Il savait que ce sanctuaire avait de la valeur.
... Plus précisément, ce qu'il contenait.
Arios tira son épée.
« Hé, Héros-sama ? Que faites-vous ? »
« Reculez, je vais détruire ce sanctuaire. »
« Hein ? »
« La barrière va être brisée, ça va provoquer un choc. Tu dois encore nous guider au retour. Si tu te blesses, ce sera embêtant. Reste en arrière. »
Devant l'attitude froide d'Arios, l'aventurier manifesta ouvertement son trouble.
« Po... pourquoi ce sanctuaire ? »
« L'équipement que je recherche y est offert. »
L'un des équipements légendaires, l'anneau appelé « Larme du Ciel », est offert dans un sanctuaire de montagne.
Ayant obtenu cette information, Arios et les siens avaient engagé l'aventurier et gravi la montagne.
Sinon, ils n'auraient jamais mis les pieds dans un tel endroit.
« C'est mauvais... C'est vraiment mauvais... »
« ... Tu n'es qu'un homme que j'ai engagé. Tu as l'intention de me gêner ? »
« Non, ce n'est pas mon intention... Mais on dit que ce sanctuaire a été construit par les gens du village au pied de la montagne... Et qu'il scelle un fléau... »
« Haa... »
Arios laissa échapper un soupir las.
« Ce ne sont que des superstitions, non ? »
« Non, mais la crédibilité est assez forte... »
« Si ce sanctuaire scellait vraiment un fléau, il serait bien plus chéri, non ? Regardez-le. Il tombe en ruine. Personne ne le vénère. Un tel sanctuaire ne peut pas sceller un fléau, voyons. »
« Ce... cependant... »
« Même si quelque chose y était scellé, ce ne serait pas mon ennemi. Vous me prenez pour qui ? Je suis le Héros. »
« ... »
D'un ton qui n'admettait pas la réplique, Arios trancha.
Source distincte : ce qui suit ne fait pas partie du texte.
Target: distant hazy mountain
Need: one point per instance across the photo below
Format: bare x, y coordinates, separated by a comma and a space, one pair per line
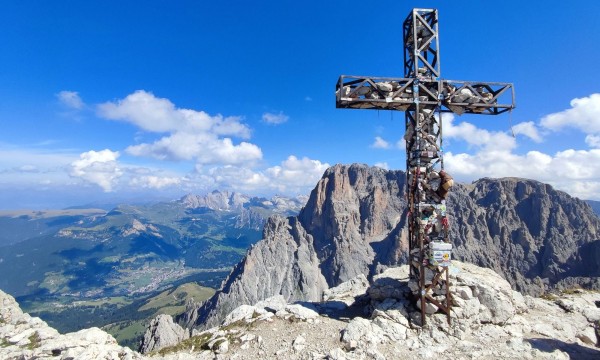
538, 238
131, 249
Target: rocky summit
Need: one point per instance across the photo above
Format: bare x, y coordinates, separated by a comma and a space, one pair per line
536, 237
360, 319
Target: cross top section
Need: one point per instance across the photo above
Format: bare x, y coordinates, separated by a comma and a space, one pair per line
423, 96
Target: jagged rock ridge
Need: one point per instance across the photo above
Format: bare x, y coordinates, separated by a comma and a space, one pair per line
352, 224
489, 321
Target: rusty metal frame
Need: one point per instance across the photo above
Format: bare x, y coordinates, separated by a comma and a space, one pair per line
423, 96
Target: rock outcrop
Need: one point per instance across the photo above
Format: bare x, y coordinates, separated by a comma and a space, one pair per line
26, 337
360, 320
162, 332
489, 321
351, 223
538, 238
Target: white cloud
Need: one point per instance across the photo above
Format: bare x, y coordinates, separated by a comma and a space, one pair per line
154, 182
528, 129
191, 134
293, 175
97, 167
380, 143
583, 115
475, 137
296, 173
593, 141
70, 99
275, 119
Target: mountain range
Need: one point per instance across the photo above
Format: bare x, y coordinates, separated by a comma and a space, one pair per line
106, 266
536, 237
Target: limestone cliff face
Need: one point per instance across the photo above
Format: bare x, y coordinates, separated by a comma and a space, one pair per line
353, 223
535, 236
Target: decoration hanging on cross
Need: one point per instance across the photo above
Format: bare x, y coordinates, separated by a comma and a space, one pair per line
423, 96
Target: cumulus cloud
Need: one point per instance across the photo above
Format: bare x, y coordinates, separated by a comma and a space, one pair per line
296, 173
190, 134
574, 171
593, 141
476, 137
70, 99
154, 182
293, 175
583, 115
275, 119
97, 167
529, 130
380, 143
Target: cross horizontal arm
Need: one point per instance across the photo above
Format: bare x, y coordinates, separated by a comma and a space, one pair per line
456, 96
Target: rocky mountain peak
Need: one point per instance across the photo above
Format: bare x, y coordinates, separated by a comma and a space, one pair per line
538, 238
215, 200
359, 319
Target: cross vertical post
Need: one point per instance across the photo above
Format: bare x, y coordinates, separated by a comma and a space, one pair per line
424, 96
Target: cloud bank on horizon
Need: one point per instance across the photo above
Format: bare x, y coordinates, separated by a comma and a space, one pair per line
494, 153
219, 153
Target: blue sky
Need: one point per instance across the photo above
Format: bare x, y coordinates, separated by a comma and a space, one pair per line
117, 101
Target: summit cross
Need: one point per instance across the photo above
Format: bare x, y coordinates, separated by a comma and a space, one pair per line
423, 96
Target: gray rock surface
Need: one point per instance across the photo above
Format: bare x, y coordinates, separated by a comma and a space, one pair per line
26, 337
162, 332
538, 238
489, 321
350, 223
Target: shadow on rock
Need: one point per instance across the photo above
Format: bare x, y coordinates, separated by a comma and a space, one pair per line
575, 351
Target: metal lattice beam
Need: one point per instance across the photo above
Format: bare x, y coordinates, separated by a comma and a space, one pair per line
422, 95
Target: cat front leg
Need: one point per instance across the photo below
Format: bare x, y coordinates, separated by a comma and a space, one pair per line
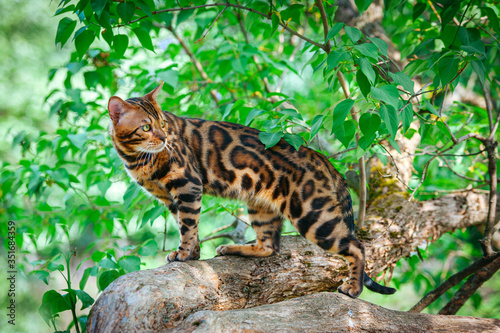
187, 210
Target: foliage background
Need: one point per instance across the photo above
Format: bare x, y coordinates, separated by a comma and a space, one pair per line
66, 189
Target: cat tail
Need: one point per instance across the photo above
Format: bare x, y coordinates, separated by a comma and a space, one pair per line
374, 286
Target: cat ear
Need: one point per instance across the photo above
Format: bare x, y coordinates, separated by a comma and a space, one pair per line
153, 95
116, 108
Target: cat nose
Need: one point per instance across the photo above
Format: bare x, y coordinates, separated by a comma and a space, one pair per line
161, 136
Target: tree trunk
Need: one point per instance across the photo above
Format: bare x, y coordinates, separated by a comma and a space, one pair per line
162, 298
329, 312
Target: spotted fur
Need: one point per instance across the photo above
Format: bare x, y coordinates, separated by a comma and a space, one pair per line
178, 159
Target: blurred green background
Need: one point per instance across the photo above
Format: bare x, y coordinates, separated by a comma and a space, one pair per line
28, 56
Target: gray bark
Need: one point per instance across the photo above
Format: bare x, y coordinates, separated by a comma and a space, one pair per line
161, 299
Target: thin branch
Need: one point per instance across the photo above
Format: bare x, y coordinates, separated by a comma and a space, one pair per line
205, 33
455, 142
452, 281
342, 152
489, 230
470, 287
269, 17
489, 33
195, 61
347, 93
459, 175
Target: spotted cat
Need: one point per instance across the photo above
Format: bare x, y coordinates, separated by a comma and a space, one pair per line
178, 159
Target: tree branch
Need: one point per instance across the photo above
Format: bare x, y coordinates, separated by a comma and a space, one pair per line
195, 61
293, 32
345, 88
470, 287
453, 281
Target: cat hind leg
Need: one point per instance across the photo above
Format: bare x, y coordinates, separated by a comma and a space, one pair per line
267, 226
Face à cette fermeté, l'aventurier se tut, vaincu.
Le silence de l'aventurier satisfit Arios, qui hocha la tête.
Et... il abattit son épée sur le sanctuaire.
« Hii !? »
Un claquement sec résonna, et le sanctuaire s'effondra.
L'air vibra, et l'aventurier se recroquevilla.
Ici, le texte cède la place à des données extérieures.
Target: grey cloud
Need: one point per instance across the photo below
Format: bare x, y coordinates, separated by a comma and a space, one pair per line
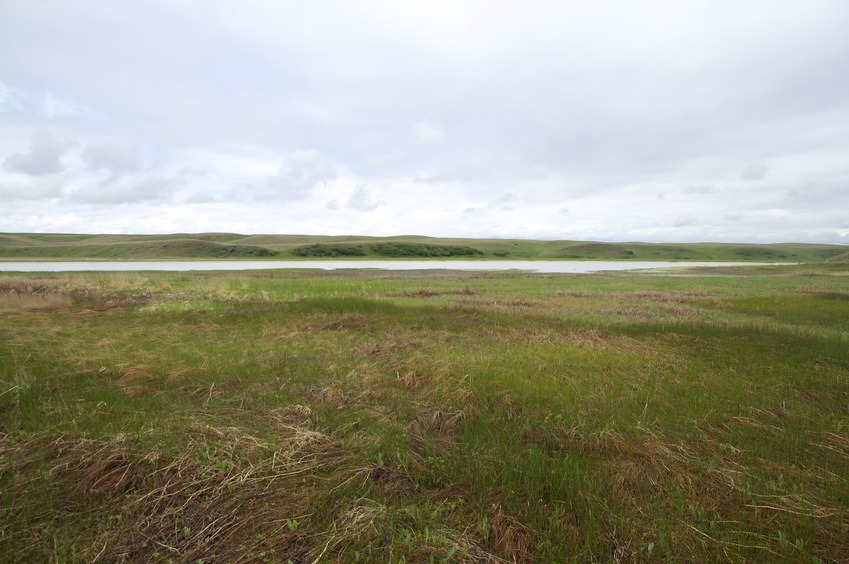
113, 156
456, 174
564, 104
125, 191
360, 200
301, 173
701, 189
43, 158
755, 171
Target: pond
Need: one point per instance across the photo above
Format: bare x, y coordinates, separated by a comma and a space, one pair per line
542, 266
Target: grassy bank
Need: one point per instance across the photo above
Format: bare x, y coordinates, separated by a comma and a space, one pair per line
374, 416
234, 246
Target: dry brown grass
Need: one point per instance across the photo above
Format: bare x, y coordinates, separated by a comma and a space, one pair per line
227, 498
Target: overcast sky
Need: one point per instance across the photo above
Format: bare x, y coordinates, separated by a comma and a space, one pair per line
716, 120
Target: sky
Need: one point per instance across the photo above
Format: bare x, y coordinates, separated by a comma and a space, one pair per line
606, 120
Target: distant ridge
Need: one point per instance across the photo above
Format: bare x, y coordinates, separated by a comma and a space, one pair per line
28, 246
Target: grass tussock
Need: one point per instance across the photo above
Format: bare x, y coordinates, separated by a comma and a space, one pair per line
355, 418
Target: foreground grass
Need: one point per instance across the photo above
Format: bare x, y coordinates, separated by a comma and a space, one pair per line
395, 417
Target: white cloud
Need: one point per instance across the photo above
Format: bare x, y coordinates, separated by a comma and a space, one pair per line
300, 175
113, 156
427, 133
515, 110
755, 171
360, 200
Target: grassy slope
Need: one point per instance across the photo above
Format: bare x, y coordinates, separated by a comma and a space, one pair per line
231, 245
348, 417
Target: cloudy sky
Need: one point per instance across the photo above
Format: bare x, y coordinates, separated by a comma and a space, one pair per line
631, 120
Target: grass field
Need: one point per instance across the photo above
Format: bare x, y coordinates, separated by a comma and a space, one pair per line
414, 417
23, 246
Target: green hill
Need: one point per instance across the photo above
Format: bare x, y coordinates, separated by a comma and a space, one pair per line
24, 246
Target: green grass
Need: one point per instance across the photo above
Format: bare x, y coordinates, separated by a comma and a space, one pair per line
372, 416
231, 245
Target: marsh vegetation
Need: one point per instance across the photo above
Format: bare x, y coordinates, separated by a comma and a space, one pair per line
379, 416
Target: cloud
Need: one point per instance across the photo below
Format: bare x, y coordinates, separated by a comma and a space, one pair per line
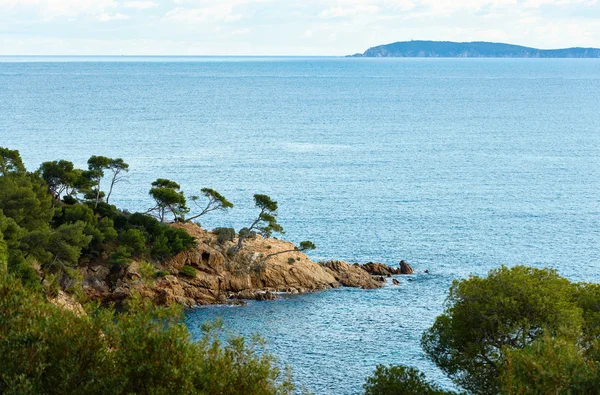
215, 13
140, 5
104, 17
310, 27
50, 9
341, 12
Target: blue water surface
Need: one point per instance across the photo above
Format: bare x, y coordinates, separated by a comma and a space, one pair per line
455, 165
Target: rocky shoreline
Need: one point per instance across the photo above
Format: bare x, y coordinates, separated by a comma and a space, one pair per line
220, 276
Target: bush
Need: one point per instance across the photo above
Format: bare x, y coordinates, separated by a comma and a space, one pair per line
144, 349
133, 240
161, 273
400, 380
245, 233
121, 257
188, 271
224, 234
509, 308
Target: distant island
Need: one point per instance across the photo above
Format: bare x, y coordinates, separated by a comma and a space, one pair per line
477, 49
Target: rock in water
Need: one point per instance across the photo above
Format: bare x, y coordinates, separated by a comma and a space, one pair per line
405, 268
350, 275
379, 269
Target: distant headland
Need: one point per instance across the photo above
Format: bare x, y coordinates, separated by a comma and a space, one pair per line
477, 49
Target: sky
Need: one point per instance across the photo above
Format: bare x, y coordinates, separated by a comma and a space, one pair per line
282, 27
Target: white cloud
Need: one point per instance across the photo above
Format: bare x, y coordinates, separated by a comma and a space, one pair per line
140, 5
341, 12
323, 27
216, 13
104, 17
50, 9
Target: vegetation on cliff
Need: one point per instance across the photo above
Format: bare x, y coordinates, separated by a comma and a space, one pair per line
144, 350
517, 331
55, 221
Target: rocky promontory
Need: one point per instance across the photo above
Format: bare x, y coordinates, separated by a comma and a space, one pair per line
213, 273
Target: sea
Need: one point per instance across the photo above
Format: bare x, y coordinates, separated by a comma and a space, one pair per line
457, 166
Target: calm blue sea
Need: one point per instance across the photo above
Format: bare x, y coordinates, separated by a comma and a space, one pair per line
455, 165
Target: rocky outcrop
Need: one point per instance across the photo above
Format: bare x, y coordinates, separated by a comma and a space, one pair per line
379, 269
405, 268
220, 275
263, 269
67, 302
351, 275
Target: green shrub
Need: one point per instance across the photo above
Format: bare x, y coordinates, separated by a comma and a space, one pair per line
161, 273
188, 271
400, 380
133, 240
247, 234
224, 234
144, 349
121, 257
Rien d'autre ne se produisit. Seul le silence régna sur les lieux.
« Vous voyez, il ne s'est rien passé. »
Arios écarta les débris et retira l'anneau de l'intérieur.
L'équipement légendaire, l'« Anneau du Ciel ».
Avec ça, sa tâche était terminée.
Il fallait descendre la montagne au plus vite et se rendre à la prochaine destination.
... Ce fut à cet instant.
« ... Kuhuhu. »
Un rire enfantin et innocent résonna.